When I didn’t receive a confirmation of my new ticket, I reached out again. A Delta representative told me that Hopper had canceled the ticket after Delta changed it. The only way to reach Hopper is through email support, whose response could take up to 48 hours, unless you want to pay more.

After an email to Hopper and another call to Delta, the airline put me on a different flight again. I sent another email to Hopper, asking that the company not touch the reservation. Crisis averted. I hope.

The lesson? If you’re booking travel online, simplify the process. Airlines are short-staffed, and you might face long waits for customer support. Travel booking services like Expedia and Hopper may save you money, but they may not be worth it.

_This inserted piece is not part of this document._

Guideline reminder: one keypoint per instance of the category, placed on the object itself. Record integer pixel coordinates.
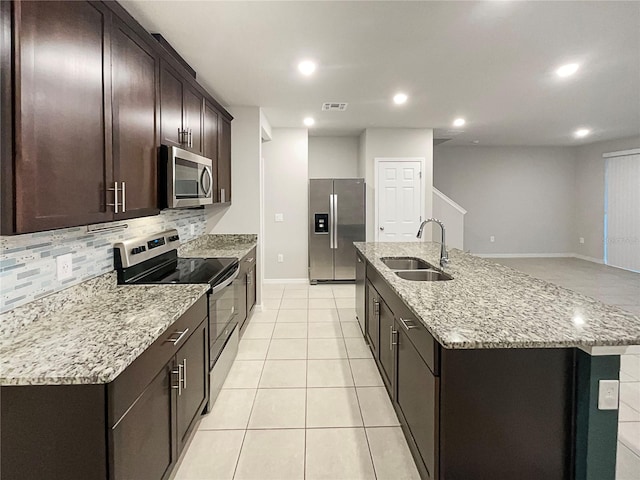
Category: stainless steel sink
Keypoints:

Cut out the middlemen, and book directly with the airlines and hotels. That way, if you run into problems, you are dealing with one company and not two.

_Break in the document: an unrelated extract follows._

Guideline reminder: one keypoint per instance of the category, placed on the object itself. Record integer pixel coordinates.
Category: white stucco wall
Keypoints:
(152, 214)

Read more summer travel advice from Seth Kugel, who tries to help Times readers resolve travel problems.

  • Deleting your period tracker won’t protect you. Text messages, email receipts and Google searches contain more data about people who seek abortions than a tracker does, my colleague Kash Hill wrote.

    From Wednesday’s On Tech: Our data is a curse, with or without Roe.

  • Amazon moved to restrict items and search results related to L.G.B.T.Q. people and issues on its website in the United Arab Emirates after the government pressured the company, my colleague Karen Weise reported. It’s the latest example of compromises that tech companies make to operate in restrictive countries.

  • “Everything happens so much.” That odd but perfect tweet posted 10 years ago is regularly recirculated when people feel overwhelmed by what’s happening around them, The Atlantic explained. There’s also a mysterious back story for what seemed to be a computer-generated Twitter account but wasn’t. (A subscription may be required.)

The running (sort of) of the goats. Each summer, a park in New York City enlists goats to munch on invasive plants. They were released into the park on Wednesday, and not all of them are exactly hoofing it. (See what I did there?!)